Bias in reporting of end points of efficacy and toxicity in randomized, clinical trials for women with breast cancer

Abstract

Background

Phase III randomized, clinical trials (RCTs) assess clinically important differences in end points that reflect benefit to patients. Here, we evaluate the quality of reporting of the primary end point (PE) and of toxicity in RCTs for breast cancer.

Methods

PUBMED was searched from 1995 to 2011 to identify RCTs for breast cancer. Bias in the reporting of the PE and of toxicity was assessed using pre-designed algorithms. Associations of bias with the Journal Impact Factor (JIF), changes in the PE compared with information in ClinicalTrials.gov and funding source were evaluated.

Results

Of 164 included trials, 33% showed bias in reporting of the PE and 67% in the reporting of toxicity. The PE was more likely to be reported in the concluding statement of the abstract when significant differences favoring the experimental arm were shown; 59% of 92 trials with a negative PE used secondary end points to suggest benefit of experimental therapy. Only 32% of articles indicated the frequency of grade 3 and 4 toxicities in the abstract. A positive PE was associated with under-reporting of toxicity.

Conclusion

Bias in reporting of outcome is common for studies with negative PEs. Reporting of toxicity is poor, especially for studies with positive PEs.

introduction

Phase III randomized, clinical trials (RCTs) are designed to detect or exclude clinically important differences between experimental and control groups in end points that reflect benefit to patients [1]. Such trials provide the gold standard to evaluate the efficacy and toxicity of new drugs before approval by regulatory authorities [2, 3].

Appropriate design and objective reporting of RCTs in journals are essential to inform clinicians about the activity and safety of new medical interventions. It is good practice to design RCTs with no more than three outcomes for which hypothesis testing is planned [4]. Otherwise multiple significance testing may lead to apparently significant results that occur by chance. These outcomes should normally include at least one end point reflecting potential benefit and at least one reflecting potential harm (e.g. grade 3 and 4 adverse events). Reviews have shown that a substantial proportion of clinical trials have suboptimal reporting of harm—a large number of trials have shown deficiency in the report of toxicity, especially severe toxicity, graded as 3 and 4 [5]. Guidelines such as Consolidated Standards of Reporting Trials can improve the quality of reporting of clinical trials [6].

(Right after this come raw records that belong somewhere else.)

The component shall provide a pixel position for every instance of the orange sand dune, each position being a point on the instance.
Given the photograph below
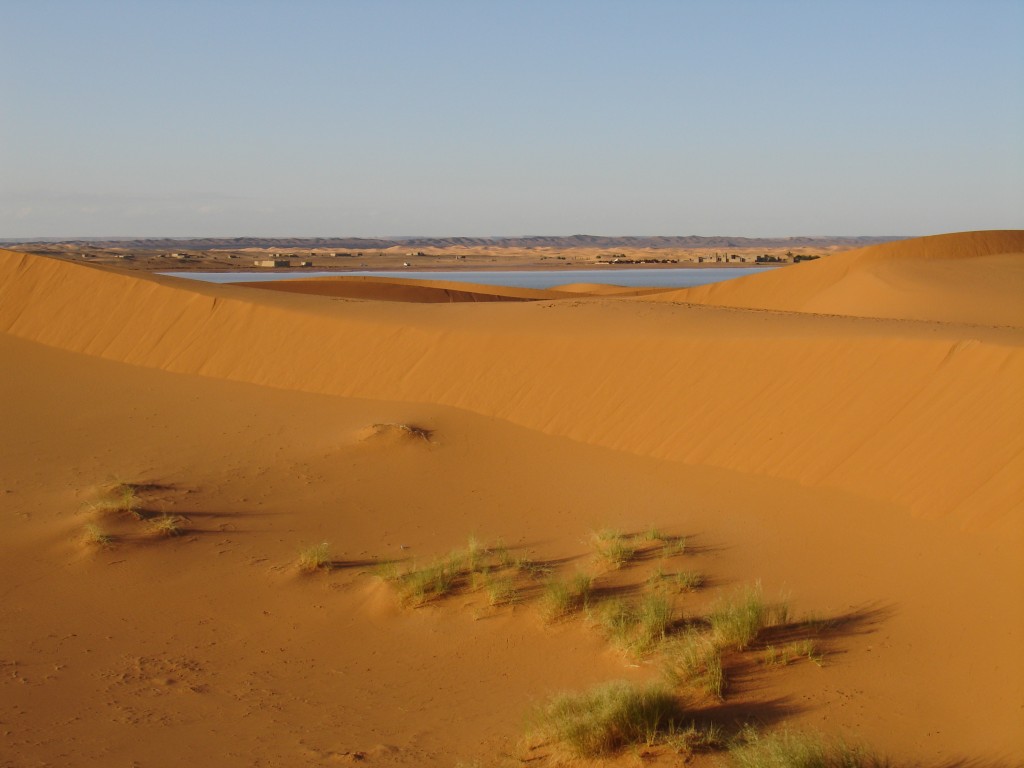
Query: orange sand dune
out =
(869, 467)
(399, 289)
(892, 411)
(973, 278)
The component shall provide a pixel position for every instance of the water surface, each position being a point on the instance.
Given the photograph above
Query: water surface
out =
(671, 278)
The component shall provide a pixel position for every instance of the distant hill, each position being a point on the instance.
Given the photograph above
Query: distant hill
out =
(565, 242)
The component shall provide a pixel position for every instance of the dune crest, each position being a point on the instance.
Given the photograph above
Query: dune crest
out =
(928, 416)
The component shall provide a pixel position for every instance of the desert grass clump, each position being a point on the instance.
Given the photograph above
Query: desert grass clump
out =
(564, 597)
(653, 535)
(674, 547)
(684, 581)
(96, 537)
(167, 525)
(736, 621)
(613, 548)
(607, 718)
(314, 558)
(420, 586)
(793, 750)
(695, 660)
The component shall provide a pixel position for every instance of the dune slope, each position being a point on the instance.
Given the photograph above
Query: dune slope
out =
(786, 444)
(925, 415)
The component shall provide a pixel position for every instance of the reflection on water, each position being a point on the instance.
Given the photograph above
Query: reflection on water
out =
(522, 279)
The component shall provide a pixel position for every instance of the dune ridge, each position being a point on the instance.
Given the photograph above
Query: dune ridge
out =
(926, 415)
(969, 278)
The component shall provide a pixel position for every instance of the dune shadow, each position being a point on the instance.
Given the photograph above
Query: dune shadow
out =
(734, 716)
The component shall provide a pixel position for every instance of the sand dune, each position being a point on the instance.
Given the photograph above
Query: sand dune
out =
(397, 289)
(870, 465)
(971, 278)
(838, 401)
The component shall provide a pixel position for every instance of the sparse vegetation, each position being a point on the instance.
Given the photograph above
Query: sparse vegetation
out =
(695, 659)
(501, 590)
(738, 620)
(674, 547)
(167, 525)
(638, 628)
(419, 586)
(314, 558)
(792, 750)
(685, 581)
(563, 597)
(613, 548)
(608, 717)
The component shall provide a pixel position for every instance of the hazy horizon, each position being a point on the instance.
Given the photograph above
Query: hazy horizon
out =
(769, 120)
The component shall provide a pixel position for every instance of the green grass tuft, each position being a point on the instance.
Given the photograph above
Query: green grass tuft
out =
(607, 718)
(693, 659)
(167, 525)
(791, 750)
(612, 548)
(738, 620)
(564, 597)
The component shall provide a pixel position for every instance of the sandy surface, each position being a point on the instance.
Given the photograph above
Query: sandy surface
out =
(849, 431)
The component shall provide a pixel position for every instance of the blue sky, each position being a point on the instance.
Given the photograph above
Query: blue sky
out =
(478, 118)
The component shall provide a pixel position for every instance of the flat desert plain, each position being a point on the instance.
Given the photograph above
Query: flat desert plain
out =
(229, 512)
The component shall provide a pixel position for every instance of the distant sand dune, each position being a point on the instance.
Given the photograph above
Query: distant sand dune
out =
(929, 416)
(397, 289)
(976, 278)
(389, 421)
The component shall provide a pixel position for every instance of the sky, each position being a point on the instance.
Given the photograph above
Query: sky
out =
(476, 118)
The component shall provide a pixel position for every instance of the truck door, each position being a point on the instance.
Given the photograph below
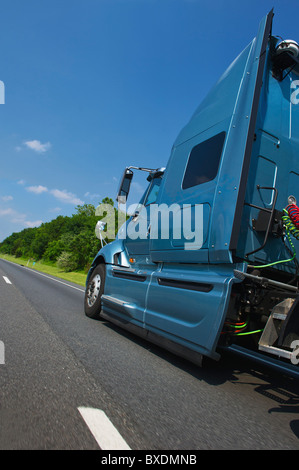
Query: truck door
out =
(129, 286)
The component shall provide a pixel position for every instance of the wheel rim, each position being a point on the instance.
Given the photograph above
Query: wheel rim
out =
(93, 290)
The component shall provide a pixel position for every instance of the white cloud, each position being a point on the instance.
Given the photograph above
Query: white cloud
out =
(37, 189)
(18, 218)
(37, 146)
(92, 196)
(55, 209)
(6, 212)
(66, 197)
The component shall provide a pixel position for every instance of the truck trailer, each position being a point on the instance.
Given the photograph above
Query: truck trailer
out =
(207, 262)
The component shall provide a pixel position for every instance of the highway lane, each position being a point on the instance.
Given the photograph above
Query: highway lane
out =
(57, 360)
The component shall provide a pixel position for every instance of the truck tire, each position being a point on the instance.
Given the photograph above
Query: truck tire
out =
(93, 293)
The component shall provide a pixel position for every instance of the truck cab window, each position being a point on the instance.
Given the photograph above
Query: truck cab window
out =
(203, 162)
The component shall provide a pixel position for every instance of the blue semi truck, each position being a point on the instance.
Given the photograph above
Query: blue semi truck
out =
(222, 273)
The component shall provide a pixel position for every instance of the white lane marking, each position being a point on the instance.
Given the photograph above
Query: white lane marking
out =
(41, 274)
(102, 429)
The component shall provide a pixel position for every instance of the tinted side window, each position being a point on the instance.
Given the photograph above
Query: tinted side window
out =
(204, 161)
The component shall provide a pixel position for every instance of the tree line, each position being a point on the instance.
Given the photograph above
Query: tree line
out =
(67, 241)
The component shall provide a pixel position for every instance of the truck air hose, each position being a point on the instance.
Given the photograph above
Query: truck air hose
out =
(290, 220)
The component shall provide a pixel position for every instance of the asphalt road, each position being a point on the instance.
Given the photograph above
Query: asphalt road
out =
(61, 373)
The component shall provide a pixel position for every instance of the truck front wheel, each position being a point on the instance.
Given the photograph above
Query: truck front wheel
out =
(93, 292)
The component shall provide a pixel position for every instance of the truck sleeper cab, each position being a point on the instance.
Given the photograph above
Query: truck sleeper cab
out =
(208, 262)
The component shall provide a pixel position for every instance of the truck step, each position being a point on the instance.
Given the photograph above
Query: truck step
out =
(270, 335)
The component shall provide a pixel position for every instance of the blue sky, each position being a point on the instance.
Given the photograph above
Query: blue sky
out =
(92, 86)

Bias in reporting of clinical trials and selective publication can create false perceptions of drug efficacy and safety. There is evidence for selective reporting of favorable results and suppression of unfavorable data from publication, leading to inappropriate conclusions [2, 7]. This may be influenced by publication bias—the association between positive results and acceptance of reports for publication [4, 8]. Selection bias can affect not only the interpretation of the trial itself but also the interpretation of subsequent systematic reviews or overviews, producing inaccurate summaries of research [2, 9] and misrepresentation of toxicity [10]. Reporting of harms may be viewed as discrediting the reporting of benefits.

Spin, a type of bias, is defined as use of reporting strategies to highlight that the experimental treatment is beneficial, despite a statistically non-significant difference in the primary outcome, or to distract the reader from statistically non-significant results [11]. It is important to recognize the presence of bias and spin in reports of clinical trials, and to evaluate their importance when placing a RCT in context and ascribing a level of credibility [12].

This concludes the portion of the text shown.